Here’s a loose translation of the argument on “how empathy shall save the world”:


We live in a world without justice, and it’s the politics of the Right that makes it so. The populist Right, built on demagogy and simulated nationalism, has institutionalised the ideology of hate, and in its monochromatic view of the world, everyone who differs is an enemy of the glorious nation. They don’t feel it, they don’t see it, and they don’t want to hear it even—the pain and humiliation of the outcast. It’s their lack of empathy that makes this world polarised, a battlefield of the marked minority versus the vengeful majority.

This argument usually comes from the righteous Left and the new radical — the progressive, which has become an all-encompassing term to include the most intolerant and righteous of them all, and disillusioned with Left, Right and Liberal of the establishment variety. Donald Trump kept them engaged for four years, and he relished every moment of the Conman’s Act. For the American progressive now, tomorrow is as dismal as what today is for the spy novelist without a Soviet Union. In India, anti-Modism is yet to acquire the kind of intellectual ballast needed for moving from echo chamber to civil society. Still, empathy adds a lot to the noise. Like this one:

The much-harried farmers from Punjab and Haryana are at Delhi’s gate because the right-wing government is low on empathy quotient, actually the same deficiency that has already made India polarised and culturally intolerant.

The politics of empathy is not the same as the ideology of compassion the conservatives were once fond of; nor is it the old ideology of the working class in a philosophical repackaging. It’s a lofty moral position on reconciliation and healing — it’s very Zen when seen from the perspective of the empathiser. Is it so? In a widely discussed paper titled ‘How Empathic Concern Fuels Political Polarization’, published in American Political Science Review last year, Elizabeth N Simas, Scott Clifford and Justin H Kirkland have, with empirical evidence, proved that the politics of empathy was far from being unifying or non-violent.
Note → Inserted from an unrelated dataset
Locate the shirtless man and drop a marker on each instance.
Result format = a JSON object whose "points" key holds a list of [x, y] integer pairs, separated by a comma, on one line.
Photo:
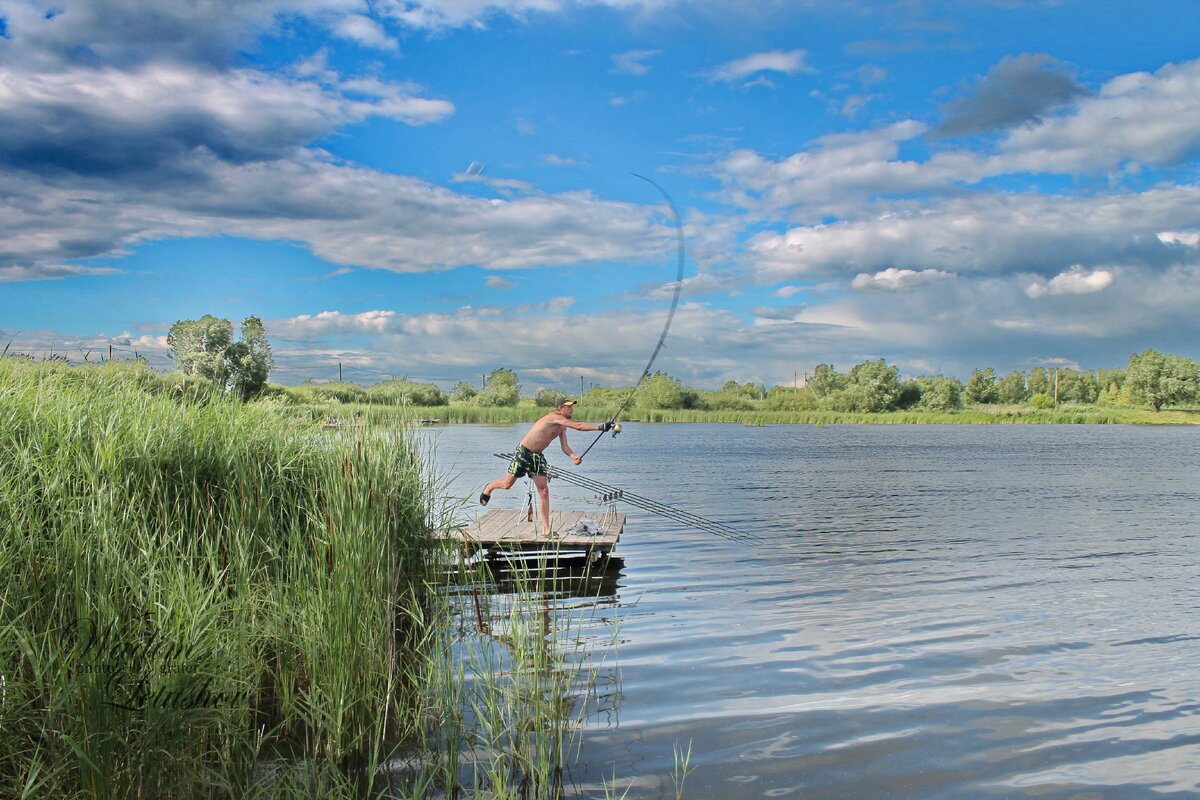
{"points": [[531, 461]]}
Emphasising how “higher levels of dispositional empathy actually facilitate partisan polarisation”, the scholars say that “there is evidence of schadenfreude, as individuals report taking greater pleasure in misfortunes such as troop casualties and economic downturns when those misfortunes are attributed to opposite party.”

About empathy and schadenfreude, we have some idea. It’s morally bearable, maybe even worthy of a private toast, when someone from the other side is a collateral casualty of the attack on our side. The theatre of action could be a BLM rally or farmers’ siege. The empathic position, as the three scholars establish in the study, makes the “us versus them” divide starker. They argue that empathy is a bias, and it’s bias, political or cultural, that contributes to polarisation. This is a total subversion of the received wisdom on empathy in politics: that it is the only prescription for reconciliation in the time of civil strife.

The study, we need to stress the point, is not a repudiation of what Obama idealises and what the non-partisan, morally upright, citizen wishes amidst the waves of hate. It just questions the elevated morality of those who claim complete ownership of empathy. The virtuous, whether left or right or liberal or progressive, needs to be a bit more empathic in the understanding of the other. Empathy is not a mask. It’s a manner.